<この体験記を書いた人>
ペンネーム:ウジさん
性別:男
年齢:58
プロフィール:地方公務員の58歳の男性です。同僚に何となく付き合いづらさを感じて2年近くがたちます。
特に理由がないのに何となく付き合いづらい同僚がいたりしませんか?
私にはAさん(48歳)という同僚がそんな人でした。
昨年の春、人事異動で私の課にやってきたAさん。
人事異動の季節は年度初めのかき入れ時でもあり、毎年のことながら挨拶もそこそこに業務が始まります。
Aさんとも特に印象的な出会いはなく、普通に業務をこなし始めました。
異動後、何日か経って落ち着いてきたのを機に、新しい仲間とも少しコミュニケーションを取ろうと話しかけてみました。
「どう? 仕事には慣れた?」
「...」
返事がないので、聞こえなかったかと思い、ついでに自己紹介もしてみたのです。
「ああ、私はウジといいます。

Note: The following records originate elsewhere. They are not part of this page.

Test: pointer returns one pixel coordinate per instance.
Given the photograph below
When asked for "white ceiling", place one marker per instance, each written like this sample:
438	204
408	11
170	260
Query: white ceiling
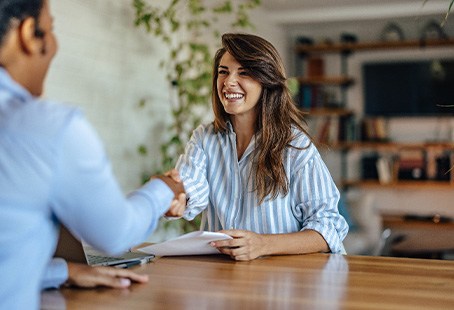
307	11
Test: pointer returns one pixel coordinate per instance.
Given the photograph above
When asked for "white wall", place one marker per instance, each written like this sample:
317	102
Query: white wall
105	66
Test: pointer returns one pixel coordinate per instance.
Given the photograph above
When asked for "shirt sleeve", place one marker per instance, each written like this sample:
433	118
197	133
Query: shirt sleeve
88	200
55	274
192	166
317	197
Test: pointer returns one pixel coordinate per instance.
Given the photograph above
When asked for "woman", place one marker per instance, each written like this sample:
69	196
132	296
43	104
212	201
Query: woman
254	172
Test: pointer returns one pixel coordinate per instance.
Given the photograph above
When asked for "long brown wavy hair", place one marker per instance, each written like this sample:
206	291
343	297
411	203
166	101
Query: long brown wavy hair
277	116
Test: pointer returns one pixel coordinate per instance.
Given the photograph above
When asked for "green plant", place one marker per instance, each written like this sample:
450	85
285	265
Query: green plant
188	28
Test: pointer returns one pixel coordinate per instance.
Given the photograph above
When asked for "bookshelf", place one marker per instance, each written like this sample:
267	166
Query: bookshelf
336	126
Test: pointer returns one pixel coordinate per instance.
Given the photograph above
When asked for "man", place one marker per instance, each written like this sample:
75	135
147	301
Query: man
53	170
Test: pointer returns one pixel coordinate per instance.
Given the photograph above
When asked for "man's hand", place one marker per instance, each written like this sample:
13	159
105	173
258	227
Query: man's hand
88	277
178	205
245	245
173	181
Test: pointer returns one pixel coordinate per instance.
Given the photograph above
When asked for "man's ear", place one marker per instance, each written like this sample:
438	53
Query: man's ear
29	42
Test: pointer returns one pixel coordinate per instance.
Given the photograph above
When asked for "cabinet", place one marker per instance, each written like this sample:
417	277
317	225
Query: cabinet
397	160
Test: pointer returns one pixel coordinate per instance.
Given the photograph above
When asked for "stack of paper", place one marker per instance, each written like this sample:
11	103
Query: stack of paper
194	243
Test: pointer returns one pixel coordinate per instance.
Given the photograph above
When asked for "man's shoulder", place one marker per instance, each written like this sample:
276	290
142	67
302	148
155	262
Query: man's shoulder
45	116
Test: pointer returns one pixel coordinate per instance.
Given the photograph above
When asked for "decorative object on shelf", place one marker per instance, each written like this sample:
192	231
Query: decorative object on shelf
349	38
451	3
305	40
392	33
432	31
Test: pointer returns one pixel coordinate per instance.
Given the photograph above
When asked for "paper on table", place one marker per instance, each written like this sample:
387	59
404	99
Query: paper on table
193	243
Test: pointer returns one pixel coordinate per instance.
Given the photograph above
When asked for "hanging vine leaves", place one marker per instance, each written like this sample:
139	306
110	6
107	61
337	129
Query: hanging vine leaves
188	28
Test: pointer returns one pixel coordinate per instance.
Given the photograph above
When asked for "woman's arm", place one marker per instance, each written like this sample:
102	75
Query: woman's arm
247	245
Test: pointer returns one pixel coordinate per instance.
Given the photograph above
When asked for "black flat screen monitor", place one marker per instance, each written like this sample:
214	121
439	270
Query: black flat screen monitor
410	88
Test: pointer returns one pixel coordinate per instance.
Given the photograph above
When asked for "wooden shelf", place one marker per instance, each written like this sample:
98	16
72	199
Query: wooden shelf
394	146
362	46
400	184
336	112
326	80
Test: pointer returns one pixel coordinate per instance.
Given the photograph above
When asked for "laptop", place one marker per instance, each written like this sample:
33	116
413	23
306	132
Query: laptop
71	249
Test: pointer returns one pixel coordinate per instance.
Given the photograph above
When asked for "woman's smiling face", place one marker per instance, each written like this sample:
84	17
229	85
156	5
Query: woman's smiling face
237	90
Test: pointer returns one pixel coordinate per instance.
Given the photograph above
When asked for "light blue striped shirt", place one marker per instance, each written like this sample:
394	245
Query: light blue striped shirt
220	186
53	169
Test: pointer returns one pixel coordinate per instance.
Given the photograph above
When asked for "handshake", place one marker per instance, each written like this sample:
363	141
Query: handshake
173	181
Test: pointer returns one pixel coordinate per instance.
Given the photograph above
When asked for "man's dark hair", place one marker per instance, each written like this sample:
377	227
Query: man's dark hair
11	10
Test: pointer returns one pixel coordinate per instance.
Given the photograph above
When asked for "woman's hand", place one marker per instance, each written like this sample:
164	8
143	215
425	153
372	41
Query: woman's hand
88	277
245	245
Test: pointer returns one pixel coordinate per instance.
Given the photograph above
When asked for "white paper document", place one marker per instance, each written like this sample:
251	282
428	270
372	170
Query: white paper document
193	243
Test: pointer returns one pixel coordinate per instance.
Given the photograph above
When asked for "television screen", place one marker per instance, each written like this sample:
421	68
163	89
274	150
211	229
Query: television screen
413	88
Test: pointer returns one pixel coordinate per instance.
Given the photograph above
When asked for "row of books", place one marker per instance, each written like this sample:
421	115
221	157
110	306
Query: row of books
315	96
412	164
332	130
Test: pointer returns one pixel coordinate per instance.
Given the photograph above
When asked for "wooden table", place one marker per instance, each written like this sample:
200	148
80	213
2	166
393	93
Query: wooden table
315	281
419	238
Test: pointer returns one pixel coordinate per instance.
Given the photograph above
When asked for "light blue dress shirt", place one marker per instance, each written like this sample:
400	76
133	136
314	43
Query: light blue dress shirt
221	186
54	169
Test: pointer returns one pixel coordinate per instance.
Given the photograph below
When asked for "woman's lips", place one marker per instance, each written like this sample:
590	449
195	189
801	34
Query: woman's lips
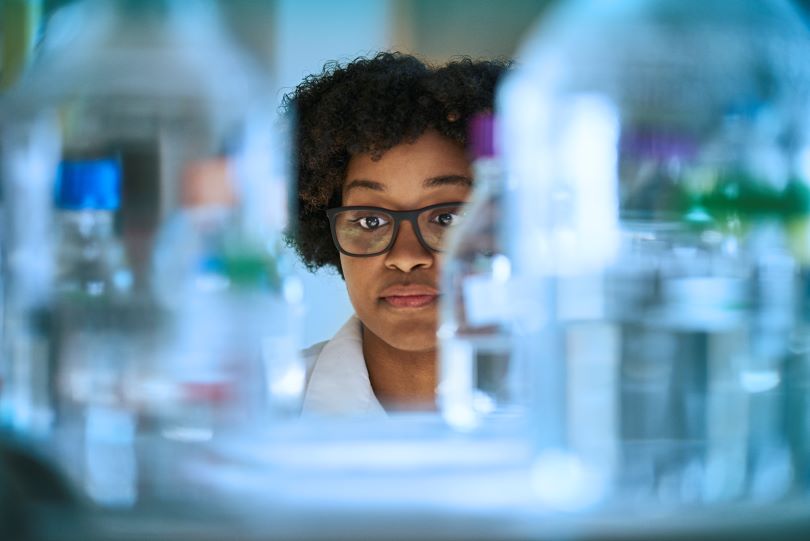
409	295
409	301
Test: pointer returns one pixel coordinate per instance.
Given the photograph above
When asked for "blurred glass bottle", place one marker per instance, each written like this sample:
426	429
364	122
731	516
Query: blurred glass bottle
159	85
92	334
655	146
234	307
480	378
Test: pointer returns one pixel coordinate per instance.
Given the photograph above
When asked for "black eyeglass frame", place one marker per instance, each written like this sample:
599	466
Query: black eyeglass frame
398	215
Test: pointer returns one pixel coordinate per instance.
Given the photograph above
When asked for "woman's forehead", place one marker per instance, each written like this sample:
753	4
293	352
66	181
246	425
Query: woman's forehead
431	164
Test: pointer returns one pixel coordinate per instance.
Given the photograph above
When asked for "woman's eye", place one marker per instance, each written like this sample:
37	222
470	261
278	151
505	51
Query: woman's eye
446	219
371	222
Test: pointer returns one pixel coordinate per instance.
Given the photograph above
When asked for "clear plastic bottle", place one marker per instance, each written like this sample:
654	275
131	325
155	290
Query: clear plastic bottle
480	378
657	151
90	338
161	86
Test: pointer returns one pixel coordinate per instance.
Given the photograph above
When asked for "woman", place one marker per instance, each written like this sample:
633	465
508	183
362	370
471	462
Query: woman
382	174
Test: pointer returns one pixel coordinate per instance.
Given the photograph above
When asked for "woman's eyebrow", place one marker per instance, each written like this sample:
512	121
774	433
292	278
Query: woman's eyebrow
364	183
447	180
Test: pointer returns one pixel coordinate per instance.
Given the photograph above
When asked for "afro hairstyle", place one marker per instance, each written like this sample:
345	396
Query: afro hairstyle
369	106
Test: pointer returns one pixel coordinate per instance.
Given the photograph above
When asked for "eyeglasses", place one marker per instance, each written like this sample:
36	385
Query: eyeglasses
369	231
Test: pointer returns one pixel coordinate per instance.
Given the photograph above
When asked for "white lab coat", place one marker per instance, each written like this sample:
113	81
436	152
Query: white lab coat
337	382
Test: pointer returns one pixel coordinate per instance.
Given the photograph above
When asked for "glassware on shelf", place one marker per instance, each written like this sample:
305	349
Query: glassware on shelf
658	150
150	89
481	377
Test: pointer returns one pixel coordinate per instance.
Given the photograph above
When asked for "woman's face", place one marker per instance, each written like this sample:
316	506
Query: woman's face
395	294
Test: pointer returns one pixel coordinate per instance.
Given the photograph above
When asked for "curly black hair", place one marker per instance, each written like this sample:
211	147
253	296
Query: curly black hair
369	106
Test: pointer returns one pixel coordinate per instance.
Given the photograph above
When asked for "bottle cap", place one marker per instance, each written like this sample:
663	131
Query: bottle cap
89	184
481	135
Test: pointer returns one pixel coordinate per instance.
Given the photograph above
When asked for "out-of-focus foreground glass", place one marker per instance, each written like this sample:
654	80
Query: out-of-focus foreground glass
146	288
657	158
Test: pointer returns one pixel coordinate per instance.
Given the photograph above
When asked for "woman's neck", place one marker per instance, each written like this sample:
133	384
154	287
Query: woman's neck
401	380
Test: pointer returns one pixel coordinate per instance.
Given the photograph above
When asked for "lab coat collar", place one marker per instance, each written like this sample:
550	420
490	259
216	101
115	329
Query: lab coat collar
339	382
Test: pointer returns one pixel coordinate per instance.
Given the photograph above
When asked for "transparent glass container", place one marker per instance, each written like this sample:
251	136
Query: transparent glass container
481	379
658	150
160	86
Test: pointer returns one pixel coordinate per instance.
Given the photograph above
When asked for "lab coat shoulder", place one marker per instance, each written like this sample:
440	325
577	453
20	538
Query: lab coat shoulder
337	378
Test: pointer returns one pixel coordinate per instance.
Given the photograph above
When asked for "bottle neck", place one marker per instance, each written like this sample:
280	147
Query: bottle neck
488	174
88	223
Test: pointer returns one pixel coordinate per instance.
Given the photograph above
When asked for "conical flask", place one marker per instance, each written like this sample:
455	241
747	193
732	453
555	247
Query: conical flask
155	87
658	151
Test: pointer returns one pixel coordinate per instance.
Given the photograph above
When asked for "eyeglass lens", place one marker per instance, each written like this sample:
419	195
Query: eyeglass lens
367	232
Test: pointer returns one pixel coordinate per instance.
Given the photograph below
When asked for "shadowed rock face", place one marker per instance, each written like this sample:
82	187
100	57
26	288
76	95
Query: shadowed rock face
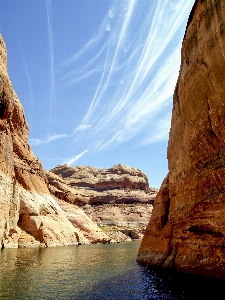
187	227
29	216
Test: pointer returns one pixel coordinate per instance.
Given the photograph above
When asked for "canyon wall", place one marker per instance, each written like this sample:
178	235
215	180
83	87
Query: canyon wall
89	185
187	227
29	216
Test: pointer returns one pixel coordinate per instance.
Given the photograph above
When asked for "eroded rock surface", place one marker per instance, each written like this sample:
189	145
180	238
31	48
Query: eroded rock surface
187	227
89	185
29	216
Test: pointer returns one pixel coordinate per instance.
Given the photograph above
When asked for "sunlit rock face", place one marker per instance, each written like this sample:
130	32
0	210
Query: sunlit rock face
29	216
89	185
187	227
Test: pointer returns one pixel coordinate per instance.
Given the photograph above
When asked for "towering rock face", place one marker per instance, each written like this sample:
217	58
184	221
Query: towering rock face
29	216
187	227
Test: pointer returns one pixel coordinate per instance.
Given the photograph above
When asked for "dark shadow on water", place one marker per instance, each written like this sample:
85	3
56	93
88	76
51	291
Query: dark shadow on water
144	283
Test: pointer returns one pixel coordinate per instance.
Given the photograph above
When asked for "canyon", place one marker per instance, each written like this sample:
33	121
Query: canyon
187	227
118	199
41	208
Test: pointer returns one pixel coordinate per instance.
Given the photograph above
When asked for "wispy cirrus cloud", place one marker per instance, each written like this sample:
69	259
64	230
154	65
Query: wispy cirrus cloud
72	160
51	53
135	71
48	139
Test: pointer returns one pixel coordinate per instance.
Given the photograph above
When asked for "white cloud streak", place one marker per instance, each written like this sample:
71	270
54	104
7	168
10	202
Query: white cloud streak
135	58
48	139
51	52
78	156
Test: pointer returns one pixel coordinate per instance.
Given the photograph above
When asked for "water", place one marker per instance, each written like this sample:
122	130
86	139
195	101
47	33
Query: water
94	272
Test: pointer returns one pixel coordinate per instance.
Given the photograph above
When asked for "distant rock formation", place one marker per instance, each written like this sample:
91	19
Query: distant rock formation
89	185
29	216
118	199
187	227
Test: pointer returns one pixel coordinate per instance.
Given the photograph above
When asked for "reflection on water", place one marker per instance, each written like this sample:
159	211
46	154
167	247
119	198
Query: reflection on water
94	272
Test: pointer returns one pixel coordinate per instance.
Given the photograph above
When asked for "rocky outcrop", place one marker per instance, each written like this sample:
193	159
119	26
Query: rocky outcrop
79	219
187	227
88	185
29	216
117	199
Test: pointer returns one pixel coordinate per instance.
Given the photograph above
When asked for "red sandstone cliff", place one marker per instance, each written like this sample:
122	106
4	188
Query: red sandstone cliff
187	227
29	216
89	185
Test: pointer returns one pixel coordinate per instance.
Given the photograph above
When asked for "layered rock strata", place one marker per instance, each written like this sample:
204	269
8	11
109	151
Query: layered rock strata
29	216
187	227
117	199
89	185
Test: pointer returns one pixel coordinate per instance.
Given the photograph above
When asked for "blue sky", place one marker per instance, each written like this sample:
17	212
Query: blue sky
96	78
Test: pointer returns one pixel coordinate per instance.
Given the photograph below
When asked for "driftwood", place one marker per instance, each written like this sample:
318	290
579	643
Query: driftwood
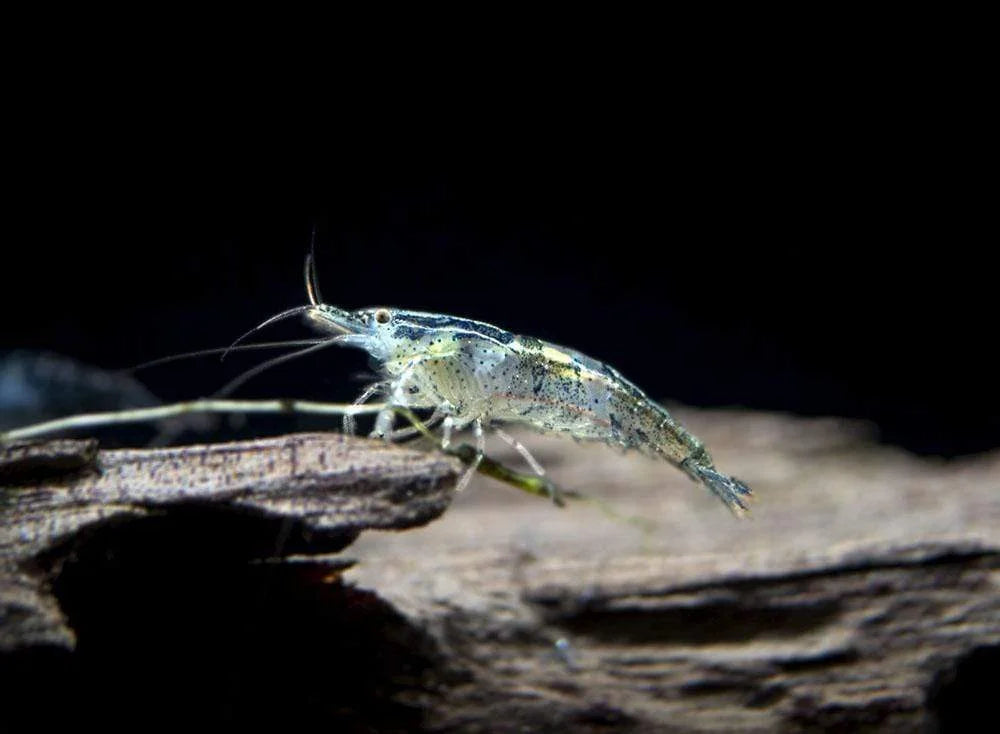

結構この課も長いので何か分からないことでもあれば...」
言いかけた時でした。
「...今、ちょっと忙しいんで...」
と、なんともいぶかしげにAさんに突き放されました。
どうも付き合いにくいタイプだな、と感じ、それ以降は必要以上にコンタクトしないようにしました。
見ているとAさんは私以外の職員とは雑談もしているようです。
向こうもどうやら同じ印象のようで、私とは必要最低限のことしか話しません。
私も触らぬ神とばかりに、ますます話しかけないようにしていました。
今年になりコロナ禍の影響で在宅勤務が増えました。
同じ課であっても同僚と会う機会は目に見えて減りました。
当然Aさんともほとんど会わなくなり、正直ほっとしていました。
そんなある日、久々の出勤をしていた時のことです。
この日は気の置けない仲の同僚(55歳)も出勤していました。
昼食の時間、彼からこう切り出されました。
「...あのさあ、Aさんから相談されたんだけど...」
「え? Aさん?」
おそらく、その瞬間私は顔色を曇らせたと思います。
「ふうん、どうやら本当なんだな」
「って、何が?」
「彼さあ、ウジさんに無視されるって気にしてるみたいだぜ」
「え?」
それはこっちのセリフだ、と思いました。
「なんか最初の挨拶の時からとっつきにくいとは思ってたみたいだけどね...」
「最初の挨拶...」
そう言われて思い出しました。
彼が最初の異動の挨拶に来た時、私は時間の迫った会議の資料作成に追われて、彼の挨拶に生返事だったような気がします。
「彼さ、仕事を覚える時も君には声を掛けづらかったらしいんだよね」
「なんで?」
「いや、おれなんかの方が聞きやすかったんじゃない? 暇そうにしてっからね」
第一印象が良くなければ、あえて声を掛けようとは思わないだろうな、とは想像がつきました。
「いや、でも、こっちから話しかけようとしても...」
「ああ、言ってたよそれも、おれは偶然だろって言ったんだけど」
「なんのこと?」
「君さあ、Aさんが間違って保存書類を処分しちゃって課長に怒られた時に声掛けたんだよ」
「そんなの知らないよ!」
「だから、偶然だろって言った、って言ってるだろ」
仕事をしくじったまさにその時に「仕事に慣れた?」は嫌味にしか聞こえないでしょう。
ましてや嫌な印象の相手からなのですから。
どうやらそれでAさんは決定的に私を避けるようになり、そんな彼を見て私はさらに避ける、という悪循環に陥ったようです。
同僚はAさんに、私が勘違いを詫びたいと思っていることを伝えてくれると約束してくれました。
忙しい時でも、ちょっと苦手だと思っていても、真摯な態度でコミュニケーションは取るようにしないとダメだな、と感じた出来事でした。